Apache Beam Pocket Book

Apache Beam Pocket Book

Unified batch & streaming • SDKs (Python/Java) • Windows & triggers • IO connectors • Runners • Testing & ops

Section 1 — Fundamentals

1) What is Apache Beam?

Apache Beam is a unified programming model for defining data processing pipelines once and executing them on multiple runners (Dataflow, Spark, Flink, Direct). It supports batch and streaming with the same abstractions.

# Install Python SDK
pip install apache-beam[gcp]  # add extras as needed

2) Core Concepts

PCollection: distributed dataset (bounded or unbounded).
PTransform: operation on PCollections (ParDo, GroupByKey, Combine).
Pipeline: container that runs transforms on a runner.
Windowing & Triggers: group elements in time; decide when to emit.

3) Minimal Pipeline (Python)

import apache_beam as beam
with beam.Pipeline() as p:
  (p
   | "Read" >> beam.io.ReadFromText("input.txt")
   | "Upper" >> beam.Map(str.upper)
   | "Write" >> beam.io.WriteToText("out/prefix", file_name_suffix=".txt"))

4) Minimal Pipeline (Java)

// Maven deps: org.apache.beam:beam-sdks-java-core
Pipeline p = Pipeline.create();
p.apply(TextIO.read().from("input.txt"))
 .apply(MapElements.into(TypeDescriptors.strings())
        .via((String s) -> s.toUpperCase()))
 .apply(TextIO.write().to("out/prefix").withSuffix(".txt"));
p.run().waitUntilFinish();

5) Common Transforms

ParDo: general map/flatMap with rich context.
GroupByKey/Combine: aggregations (sum, mean, custom).
WindowInto: fixed/sliding/session windows for streaming.
Side Inputs/Outputs: pass extra data; split outputs.

Section 2 — IO, Windowing & Triggers

6) IO Connectors (Python)

lines = (p | beam.io.ReadFromPubSub(topic="projects/PROJ/topics/in")
            | beam.Map(lambda b: b.decode("utf-8")))
(rows | beam.io.WriteToBigQuery(table="PROJ:DS.table",
       write_disposition=beam.io.BigQueryDisposition.WRITE_APPEND))

Other common IOs: KafkaIO, JDBCIO, GCS/S3, Elasticsearch, Parquet/Avro.

7) Fixed & Sliding Windows

events | beam.WindowInto(beam.window.FixedWindows(60))      # 1-min fixed
events | beam.WindowInto(beam.window.SlidingWindows(300, 60)) # 5-min slide every 1-min

Use sessions to group bursts separated by gaps.

8) Event Time, Watermarks & Triggers

Beam processes by event time with a watermark that tracks completeness.

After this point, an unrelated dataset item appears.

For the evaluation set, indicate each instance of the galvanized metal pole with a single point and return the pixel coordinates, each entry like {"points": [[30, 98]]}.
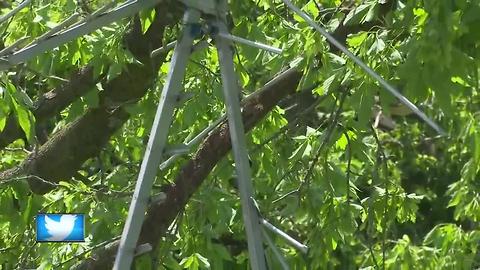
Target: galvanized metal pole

Triggers control when results emit: after watermark, early firings, late firings.

from apache_beam.transforms import trigger
windowed = (events
  | beam.WindowInto(
      beam.window.FixedWindows(300),
      trigger=trigger.AfterWatermark(
        early=trigger.AfterProcessingTime(60),
        late=trigger.AfterCount(100)),
      accumulation_mode=trigger.AccumulationMode.ACCUMULATING))

9) Allowed Lateness & Dedup

Handle late data with allowed_lateness and deduplicate using ids or time-based keys.

events | beam.WindowInto(beam.window.FixedWindows(300),
                         allowed_lateness=60)

10) Combining & Aggregations

# Python combine per key
pairs | beam.CombinePerKey(sum)

# Java custom combine
pcol.apply(Combine.perKey(new SumIntsFn()));

Section 3 — Runners & Deployment

11) Choose a Runner

Direct: local dev/testing.
Google Cloud Dataflow: fully managed, autoscaling, streaming.
Apache Flink: low-latency streaming, on-prem/K8s.
Apache Spark: batch/streaming in Spark clusters.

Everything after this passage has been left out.